Bitcoin continues to hover inside a corrective structure, with price compressing between major supply and demand zones after multiple failed attempts to break higher. Recent price action suggests the market may be transitioning from heavy selling to early re-accumulation, though buyers have yet to show convincing strength.
Technical Analysis
By Shayan
The Daily Chart
Bitcoin remains confined within a broad descending channel, with the upper boundary acting as a persistent dynamic resistance. The most recent rejection from the $94K–$96K region once again confirms this zone as a major supply area. This level also overlaps with a broken support, which has now turned into resistance and a prior daily order block, resulting in notable selling pressure.
Beneath current levels, the $82K–$79K demand zone remains a critical area where strong buying activity previously emerged, marking the lowest point of the corrective leg. If Bitcoin experiences another downturn, this zone is expected to provide significant support.
To the upside, reclaiming and closing above $94K would be the first meaningful signal of a trend reversal, opening the path toward the next major supply region around $105K–$108K. Until then, the market is likely to remain range-bound, with continued choppy price action inside the descending structure.
The 4-Hour Chart
On the 4-hour timeframe, Bitcoin has broken its short-term descending trendline, shifting the local momentum toward a more neutral, potentially bullish posture. The price is now pressing into the $92K–$93K resistance band, a key short-term decision zone represented by a supply block and the prior 4H rejection cluster.
The structure currently resembles a symmetrical compression between the yellow ascending trendline (higher lows) and the former descending trendline from November.
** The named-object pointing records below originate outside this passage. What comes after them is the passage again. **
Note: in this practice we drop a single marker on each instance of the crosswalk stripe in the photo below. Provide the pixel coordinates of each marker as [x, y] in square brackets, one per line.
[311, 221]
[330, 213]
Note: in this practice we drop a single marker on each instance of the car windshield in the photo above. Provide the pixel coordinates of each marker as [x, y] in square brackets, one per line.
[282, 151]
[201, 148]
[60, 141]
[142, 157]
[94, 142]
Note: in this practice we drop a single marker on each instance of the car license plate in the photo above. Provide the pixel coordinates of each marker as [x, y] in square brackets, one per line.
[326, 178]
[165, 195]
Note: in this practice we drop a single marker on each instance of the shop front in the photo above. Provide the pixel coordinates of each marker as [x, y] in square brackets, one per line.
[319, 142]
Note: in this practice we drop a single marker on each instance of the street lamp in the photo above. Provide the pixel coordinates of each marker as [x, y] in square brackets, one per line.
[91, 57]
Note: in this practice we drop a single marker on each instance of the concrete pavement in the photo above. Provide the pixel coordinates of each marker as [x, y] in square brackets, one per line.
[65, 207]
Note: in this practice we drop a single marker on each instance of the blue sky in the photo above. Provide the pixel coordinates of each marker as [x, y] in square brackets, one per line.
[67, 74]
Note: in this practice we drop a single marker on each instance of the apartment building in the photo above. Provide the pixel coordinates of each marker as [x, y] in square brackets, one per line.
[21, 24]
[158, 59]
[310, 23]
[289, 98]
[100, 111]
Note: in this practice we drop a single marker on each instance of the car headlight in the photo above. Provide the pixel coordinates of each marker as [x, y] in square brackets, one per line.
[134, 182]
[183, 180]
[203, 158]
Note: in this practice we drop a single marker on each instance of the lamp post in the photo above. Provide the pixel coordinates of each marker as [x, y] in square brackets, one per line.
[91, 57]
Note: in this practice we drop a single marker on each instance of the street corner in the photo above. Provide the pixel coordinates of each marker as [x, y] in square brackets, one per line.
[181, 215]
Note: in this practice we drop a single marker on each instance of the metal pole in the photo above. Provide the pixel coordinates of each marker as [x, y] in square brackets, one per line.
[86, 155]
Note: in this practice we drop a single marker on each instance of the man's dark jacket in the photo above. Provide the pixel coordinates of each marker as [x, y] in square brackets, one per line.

This tightening formation reflects ongoing absorption of sell-side liquidity but lacks a decisive breakout.
A clean break above the $93K region would confirm short-term bullish continuation and likely propel price toward the $94.5K–$96K area, where the daily timeframe’s major resistance comes into play.
Conversely, if price rejects once again, the ascending trendline near $88K would be the immediate support. A breakdown from this level would expose the broader $82K–$79K demand zone, aligning with the lower boundary of the daily channel.
Overall, the market remains in a state of equilibrium, with neither buyers nor sellers showing dominance.
Sentiment Analysis
By Shayan
The Coinbase Premium Index continues to serve as a valuable indicator of U.S. investor sentiment during this corrective phase. After a prolonged period of deeply negative readings throughout late October and November, coinciding with heavy price retracement, the premium has shown signs of stabilization.
Notably, Bitcoin’s recent attempt to recover above $90K has been accompanied by a reduction in U.S.-driven sell pressure. While premiums remain mixed, the sharp negative extremes observed in November have eased, suggesting that the most aggressive phase of U.S. capital outflows may be behind the market for now.
However, unlike early December, when the premium flipped strongly positive in your previous analysis, this latest data shows a more muted recovery. U.S. demand appears cautious rather than aggressive, and this hesitation is reflected in Bitcoin’s inability to break decisively above $94K.
In the near term, Bitcoin’s direction will remain tightly linked to shifts in U.S. capital flows. A sustained return to positive premium values could be the catalyst for a breakout from the current consolidation, whereas renewed negative pressure would likely reinforce the corrective structure.